3. ScarabQL Overview

ScarabQL is an intuitive, plain-text query language designed specifically for lightning-fast exploratory data analysis. The general structure of a query is:

[action] [target] [where filters...] [|> pipe operations...]

Basic Exploration

peek [n] | Preview the top n rows of the dataset. Example: peek 10.
missing | Display a report of missing (null) values in every column, sorted by severity.
describe * | Generate standard statistical summaries (mean, std, quartiles, etc.) for all numeric columns.
describe [target] | Generate a deep summary profile for a single column.
find [stat(target)] [by col] | Calculate aggregate statistics. Supported functions: mean, median, sum, std, variance, min, max, count. Example: find mean(income) by department.

Advanced Analytics & Machine Learning

predict [target] from [col1, col2...] | Automatically fit a regression model predicting the target from the provided inputs.
explain [target] | Automatically discover and rank the top leading predictors/drivers of a target column.
outliers [target] | Detect anomalies in a column using robust statistical thresholds (IQR fences and Z-scores).
compare [target] where [filterA] vs [filterB] | Perform group-based statistical tests (Welch's t-test or Mann-Whitney U) between two custom data subsets. Example: compare income where gender = "M" vs gender = "F".
correlate [col] with [col] | Evaluate Pearson or Spearman correlation and statistical significance between two columns.
correlate * | Generate a pairwise correlation matrix across all numeric columns in the dataset.
cluster by [col1, col2...] [into k groups] | Perform unsupervised K-Means clustering across specified features.
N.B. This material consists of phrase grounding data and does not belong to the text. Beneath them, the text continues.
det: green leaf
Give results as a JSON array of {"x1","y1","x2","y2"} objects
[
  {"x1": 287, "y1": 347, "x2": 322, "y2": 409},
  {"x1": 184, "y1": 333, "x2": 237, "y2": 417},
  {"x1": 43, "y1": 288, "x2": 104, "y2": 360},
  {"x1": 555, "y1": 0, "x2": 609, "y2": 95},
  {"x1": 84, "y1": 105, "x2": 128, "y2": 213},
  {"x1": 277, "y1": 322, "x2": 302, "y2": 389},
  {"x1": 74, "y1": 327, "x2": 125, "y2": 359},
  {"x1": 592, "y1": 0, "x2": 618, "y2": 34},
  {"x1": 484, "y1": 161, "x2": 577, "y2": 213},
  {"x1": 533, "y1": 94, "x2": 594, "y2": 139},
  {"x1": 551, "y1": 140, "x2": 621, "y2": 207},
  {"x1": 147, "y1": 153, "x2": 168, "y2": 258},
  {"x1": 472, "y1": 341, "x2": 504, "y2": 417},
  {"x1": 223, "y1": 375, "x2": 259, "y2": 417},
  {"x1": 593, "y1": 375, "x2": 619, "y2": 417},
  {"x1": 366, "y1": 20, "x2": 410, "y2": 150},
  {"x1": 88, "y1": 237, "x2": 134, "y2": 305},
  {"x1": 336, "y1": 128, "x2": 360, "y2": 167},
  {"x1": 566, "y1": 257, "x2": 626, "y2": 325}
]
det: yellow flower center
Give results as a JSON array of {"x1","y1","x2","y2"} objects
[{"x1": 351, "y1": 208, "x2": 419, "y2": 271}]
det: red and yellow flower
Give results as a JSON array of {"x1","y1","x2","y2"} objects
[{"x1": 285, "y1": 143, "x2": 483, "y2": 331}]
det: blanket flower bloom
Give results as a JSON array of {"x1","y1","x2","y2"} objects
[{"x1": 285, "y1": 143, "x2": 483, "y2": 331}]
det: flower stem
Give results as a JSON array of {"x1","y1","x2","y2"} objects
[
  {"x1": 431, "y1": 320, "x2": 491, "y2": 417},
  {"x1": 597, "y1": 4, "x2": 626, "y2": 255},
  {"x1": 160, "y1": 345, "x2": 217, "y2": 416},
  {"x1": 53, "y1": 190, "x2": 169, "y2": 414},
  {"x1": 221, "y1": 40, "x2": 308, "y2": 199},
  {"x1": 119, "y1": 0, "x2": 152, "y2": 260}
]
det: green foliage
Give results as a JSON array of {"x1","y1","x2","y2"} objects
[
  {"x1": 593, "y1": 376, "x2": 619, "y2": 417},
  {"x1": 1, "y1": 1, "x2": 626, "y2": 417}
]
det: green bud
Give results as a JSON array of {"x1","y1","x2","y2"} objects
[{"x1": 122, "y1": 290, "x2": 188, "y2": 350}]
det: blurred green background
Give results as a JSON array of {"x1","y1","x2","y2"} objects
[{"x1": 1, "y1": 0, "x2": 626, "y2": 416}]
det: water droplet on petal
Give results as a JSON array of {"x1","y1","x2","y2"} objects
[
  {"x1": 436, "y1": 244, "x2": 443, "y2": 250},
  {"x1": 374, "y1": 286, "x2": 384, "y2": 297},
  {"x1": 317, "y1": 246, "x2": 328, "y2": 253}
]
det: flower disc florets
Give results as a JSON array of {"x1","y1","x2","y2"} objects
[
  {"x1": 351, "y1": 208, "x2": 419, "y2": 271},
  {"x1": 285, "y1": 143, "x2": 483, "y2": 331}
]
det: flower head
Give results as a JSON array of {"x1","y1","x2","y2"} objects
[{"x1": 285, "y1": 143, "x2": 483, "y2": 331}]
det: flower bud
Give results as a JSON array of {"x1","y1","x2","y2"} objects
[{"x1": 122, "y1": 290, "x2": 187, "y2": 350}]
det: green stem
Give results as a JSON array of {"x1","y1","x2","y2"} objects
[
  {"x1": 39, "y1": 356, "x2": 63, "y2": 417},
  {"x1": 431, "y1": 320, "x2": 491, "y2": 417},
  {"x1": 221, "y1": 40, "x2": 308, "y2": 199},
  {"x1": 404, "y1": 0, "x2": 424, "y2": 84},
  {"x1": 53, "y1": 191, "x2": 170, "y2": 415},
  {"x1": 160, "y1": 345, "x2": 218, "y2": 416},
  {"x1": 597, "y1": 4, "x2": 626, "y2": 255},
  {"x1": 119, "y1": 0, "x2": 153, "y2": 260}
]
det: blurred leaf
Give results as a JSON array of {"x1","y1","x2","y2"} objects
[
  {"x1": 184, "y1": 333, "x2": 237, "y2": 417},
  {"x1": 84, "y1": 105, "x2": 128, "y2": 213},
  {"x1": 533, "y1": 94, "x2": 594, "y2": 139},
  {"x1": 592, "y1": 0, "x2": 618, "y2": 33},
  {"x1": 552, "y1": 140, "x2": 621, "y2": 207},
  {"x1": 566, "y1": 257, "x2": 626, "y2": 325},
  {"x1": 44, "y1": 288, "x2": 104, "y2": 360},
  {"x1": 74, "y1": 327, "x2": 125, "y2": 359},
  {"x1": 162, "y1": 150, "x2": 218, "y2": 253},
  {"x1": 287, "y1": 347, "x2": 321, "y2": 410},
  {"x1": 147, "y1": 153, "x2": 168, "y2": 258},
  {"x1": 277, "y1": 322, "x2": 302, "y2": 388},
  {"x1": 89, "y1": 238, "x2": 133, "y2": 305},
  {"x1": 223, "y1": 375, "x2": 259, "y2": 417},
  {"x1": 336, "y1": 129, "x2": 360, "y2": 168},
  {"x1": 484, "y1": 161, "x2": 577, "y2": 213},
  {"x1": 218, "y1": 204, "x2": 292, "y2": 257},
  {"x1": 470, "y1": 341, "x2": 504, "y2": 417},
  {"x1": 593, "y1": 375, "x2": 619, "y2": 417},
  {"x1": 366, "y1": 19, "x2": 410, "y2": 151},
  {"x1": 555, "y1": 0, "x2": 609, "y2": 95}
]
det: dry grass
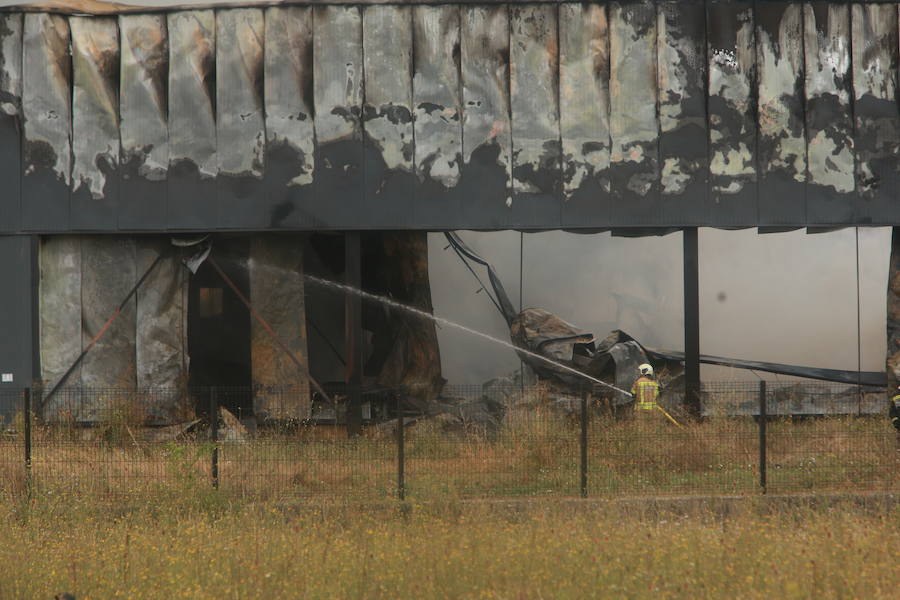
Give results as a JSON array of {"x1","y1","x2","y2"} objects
[
  {"x1": 1, "y1": 408, "x2": 896, "y2": 502},
  {"x1": 0, "y1": 497, "x2": 898, "y2": 599}
]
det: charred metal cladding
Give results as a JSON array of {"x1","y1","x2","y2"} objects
[{"x1": 3, "y1": 3, "x2": 900, "y2": 230}]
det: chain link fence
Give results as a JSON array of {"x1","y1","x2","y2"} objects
[{"x1": 0, "y1": 382, "x2": 896, "y2": 501}]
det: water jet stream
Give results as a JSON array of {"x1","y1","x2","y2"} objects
[{"x1": 304, "y1": 274, "x2": 633, "y2": 397}]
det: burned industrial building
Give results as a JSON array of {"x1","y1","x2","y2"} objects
[{"x1": 0, "y1": 1, "x2": 899, "y2": 430}]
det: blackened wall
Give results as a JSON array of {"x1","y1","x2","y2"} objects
[{"x1": 0, "y1": 236, "x2": 34, "y2": 392}]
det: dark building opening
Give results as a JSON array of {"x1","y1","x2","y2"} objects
[{"x1": 188, "y1": 236, "x2": 252, "y2": 416}]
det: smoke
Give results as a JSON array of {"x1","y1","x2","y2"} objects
[{"x1": 428, "y1": 228, "x2": 890, "y2": 384}]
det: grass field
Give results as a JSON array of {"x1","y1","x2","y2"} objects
[
  {"x1": 0, "y1": 494, "x2": 898, "y2": 599},
  {"x1": 1, "y1": 409, "x2": 896, "y2": 501}
]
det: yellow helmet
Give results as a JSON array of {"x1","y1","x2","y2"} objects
[{"x1": 638, "y1": 363, "x2": 654, "y2": 376}]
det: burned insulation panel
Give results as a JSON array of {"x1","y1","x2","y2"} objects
[
  {"x1": 459, "y1": 5, "x2": 512, "y2": 227},
  {"x1": 559, "y1": 2, "x2": 610, "y2": 226},
  {"x1": 0, "y1": 13, "x2": 21, "y2": 232},
  {"x1": 657, "y1": 1, "x2": 707, "y2": 215},
  {"x1": 119, "y1": 14, "x2": 168, "y2": 230},
  {"x1": 707, "y1": 1, "x2": 756, "y2": 225},
  {"x1": 803, "y1": 3, "x2": 855, "y2": 224},
  {"x1": 263, "y1": 6, "x2": 314, "y2": 228},
  {"x1": 2, "y1": 3, "x2": 900, "y2": 229},
  {"x1": 249, "y1": 236, "x2": 310, "y2": 421},
  {"x1": 21, "y1": 13, "x2": 70, "y2": 232},
  {"x1": 413, "y1": 4, "x2": 462, "y2": 226},
  {"x1": 167, "y1": 10, "x2": 216, "y2": 229},
  {"x1": 609, "y1": 1, "x2": 659, "y2": 223},
  {"x1": 70, "y1": 17, "x2": 120, "y2": 230},
  {"x1": 363, "y1": 5, "x2": 415, "y2": 227}
]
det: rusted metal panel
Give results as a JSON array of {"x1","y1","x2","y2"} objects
[
  {"x1": 803, "y1": 3, "x2": 854, "y2": 224},
  {"x1": 313, "y1": 5, "x2": 364, "y2": 226},
  {"x1": 136, "y1": 237, "x2": 190, "y2": 423},
  {"x1": 39, "y1": 236, "x2": 81, "y2": 411},
  {"x1": 363, "y1": 5, "x2": 415, "y2": 227},
  {"x1": 412, "y1": 4, "x2": 462, "y2": 226},
  {"x1": 249, "y1": 235, "x2": 310, "y2": 421},
  {"x1": 609, "y1": 1, "x2": 658, "y2": 224},
  {"x1": 559, "y1": 2, "x2": 610, "y2": 227},
  {"x1": 756, "y1": 2, "x2": 806, "y2": 224},
  {"x1": 509, "y1": 3, "x2": 561, "y2": 227},
  {"x1": 0, "y1": 13, "x2": 21, "y2": 231},
  {"x1": 70, "y1": 16, "x2": 119, "y2": 230},
  {"x1": 263, "y1": 6, "x2": 314, "y2": 229},
  {"x1": 167, "y1": 10, "x2": 216, "y2": 229},
  {"x1": 80, "y1": 237, "x2": 137, "y2": 398},
  {"x1": 119, "y1": 14, "x2": 168, "y2": 230},
  {"x1": 657, "y1": 1, "x2": 707, "y2": 221},
  {"x1": 459, "y1": 4, "x2": 512, "y2": 227},
  {"x1": 21, "y1": 13, "x2": 70, "y2": 231},
  {"x1": 851, "y1": 3, "x2": 899, "y2": 223},
  {"x1": 217, "y1": 8, "x2": 265, "y2": 228},
  {"x1": 707, "y1": 0, "x2": 757, "y2": 225}
]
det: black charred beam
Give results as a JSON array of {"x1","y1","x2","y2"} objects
[{"x1": 683, "y1": 227, "x2": 701, "y2": 417}]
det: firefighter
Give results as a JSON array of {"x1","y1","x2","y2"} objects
[
  {"x1": 891, "y1": 385, "x2": 900, "y2": 432},
  {"x1": 631, "y1": 363, "x2": 660, "y2": 416}
]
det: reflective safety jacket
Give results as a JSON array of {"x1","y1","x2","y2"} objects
[{"x1": 631, "y1": 376, "x2": 660, "y2": 410}]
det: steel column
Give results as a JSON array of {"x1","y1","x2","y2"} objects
[{"x1": 683, "y1": 227, "x2": 701, "y2": 417}]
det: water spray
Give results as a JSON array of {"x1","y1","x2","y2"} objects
[{"x1": 303, "y1": 273, "x2": 634, "y2": 398}]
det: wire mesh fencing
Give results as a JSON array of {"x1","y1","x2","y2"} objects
[{"x1": 0, "y1": 381, "x2": 896, "y2": 501}]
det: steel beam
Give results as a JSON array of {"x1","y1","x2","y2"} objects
[{"x1": 683, "y1": 227, "x2": 701, "y2": 417}]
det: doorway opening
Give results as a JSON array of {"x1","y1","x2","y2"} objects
[{"x1": 187, "y1": 236, "x2": 252, "y2": 416}]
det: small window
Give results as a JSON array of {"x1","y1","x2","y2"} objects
[{"x1": 198, "y1": 287, "x2": 223, "y2": 318}]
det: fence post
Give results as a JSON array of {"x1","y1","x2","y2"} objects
[
  {"x1": 580, "y1": 386, "x2": 588, "y2": 498},
  {"x1": 759, "y1": 380, "x2": 767, "y2": 494},
  {"x1": 23, "y1": 387, "x2": 31, "y2": 493},
  {"x1": 397, "y1": 393, "x2": 405, "y2": 501},
  {"x1": 210, "y1": 387, "x2": 219, "y2": 489}
]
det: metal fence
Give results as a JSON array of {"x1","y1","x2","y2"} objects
[{"x1": 0, "y1": 382, "x2": 896, "y2": 501}]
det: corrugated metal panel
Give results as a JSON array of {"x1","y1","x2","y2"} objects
[
  {"x1": 313, "y1": 5, "x2": 363, "y2": 227},
  {"x1": 249, "y1": 235, "x2": 310, "y2": 421},
  {"x1": 167, "y1": 10, "x2": 216, "y2": 229},
  {"x1": 657, "y1": 0, "x2": 707, "y2": 222},
  {"x1": 119, "y1": 14, "x2": 168, "y2": 230},
  {"x1": 804, "y1": 3, "x2": 855, "y2": 224},
  {"x1": 509, "y1": 3, "x2": 560, "y2": 228},
  {"x1": 70, "y1": 16, "x2": 119, "y2": 230},
  {"x1": 3, "y1": 3, "x2": 900, "y2": 231},
  {"x1": 0, "y1": 13, "x2": 22, "y2": 232},
  {"x1": 756, "y1": 2, "x2": 806, "y2": 225},
  {"x1": 459, "y1": 4, "x2": 511, "y2": 227},
  {"x1": 263, "y1": 5, "x2": 314, "y2": 229},
  {"x1": 80, "y1": 237, "x2": 136, "y2": 401},
  {"x1": 559, "y1": 2, "x2": 610, "y2": 227},
  {"x1": 851, "y1": 3, "x2": 899, "y2": 224},
  {"x1": 217, "y1": 8, "x2": 264, "y2": 228},
  {"x1": 39, "y1": 236, "x2": 81, "y2": 407},
  {"x1": 609, "y1": 1, "x2": 659, "y2": 224},
  {"x1": 412, "y1": 4, "x2": 462, "y2": 226},
  {"x1": 21, "y1": 13, "x2": 70, "y2": 231},
  {"x1": 136, "y1": 238, "x2": 189, "y2": 422},
  {"x1": 363, "y1": 5, "x2": 415, "y2": 227},
  {"x1": 707, "y1": 0, "x2": 756, "y2": 225}
]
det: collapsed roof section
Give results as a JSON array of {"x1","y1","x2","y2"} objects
[{"x1": 0, "y1": 1, "x2": 898, "y2": 232}]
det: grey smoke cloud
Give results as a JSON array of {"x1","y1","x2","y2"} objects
[{"x1": 428, "y1": 228, "x2": 889, "y2": 384}]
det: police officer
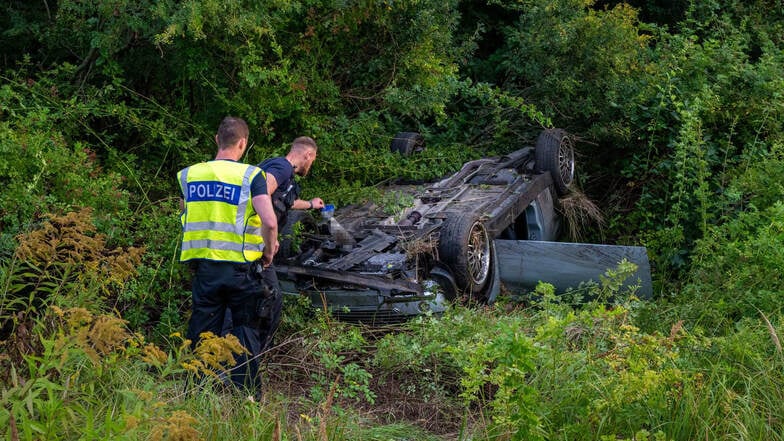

Default k=3.
segment [target] into [n] groups [by quartile|width] | Auto-segment numerical data using quartile grouping (default) or equal-width binning.
trend [target] over [date_col] | Groups the target metric chronologically by a date/time column to visualize trend series.
rank [target] [top|bottom N] | Show the top or bottom N rows sorted by value, with rank and percentile. Defaults to top 10. Example: rank income top 5 or rank score bottom 20.

Visualizations

histogram [target] [into N bins] | Generates a histogram distribution chart of the target variable. Optionally specify bin count (2–200).
scatter [x] vs [y] | Renders a scatterplot mapping the relationship between two specific features.
crosstab [col1] by [col2] | Produces a frequency cross-tabulation table to map category intersections.

Filtering Expressions

You can chain a where clause after any primary action to filter the dataset before generating computations. ScarabQL securely handles operators like =, !=, >, <, >=, <=, in, is null, and is not null.

Example: find mean(salary) where role = "Engineer" and age > 30

Data Transformations and Pipelines (`|>`)

You can push the output of your operations iteratively into various statistical checkers and pipeline algorithms via the pipe operator (|>), or use then as an equivalent keyword.

|> test significance | Perform automatic hypothesis testing (e.g., student t-tests) against grouped comparison queries.
|> test normality | Evaluate arrays against normality assumption tests.
|> test equal variance | Validates homogeneity of variances across split groups.
|> transform [log|sqrt|square|normalize|minmax|winsorize|boxcox] | Immediately force transformation models on aggregated arrays.
|> smooth [n] | Apply rolling-window signal smoothing over trend datasets using a window of size n.

Code Generation: Scarab automatically generates completely portable, drop-in Python and R code for every single engine operation executed above. Instead of wrestling with dataframes locally, simply query with ScarabQL and export your findings securely formatted straight into production scripts!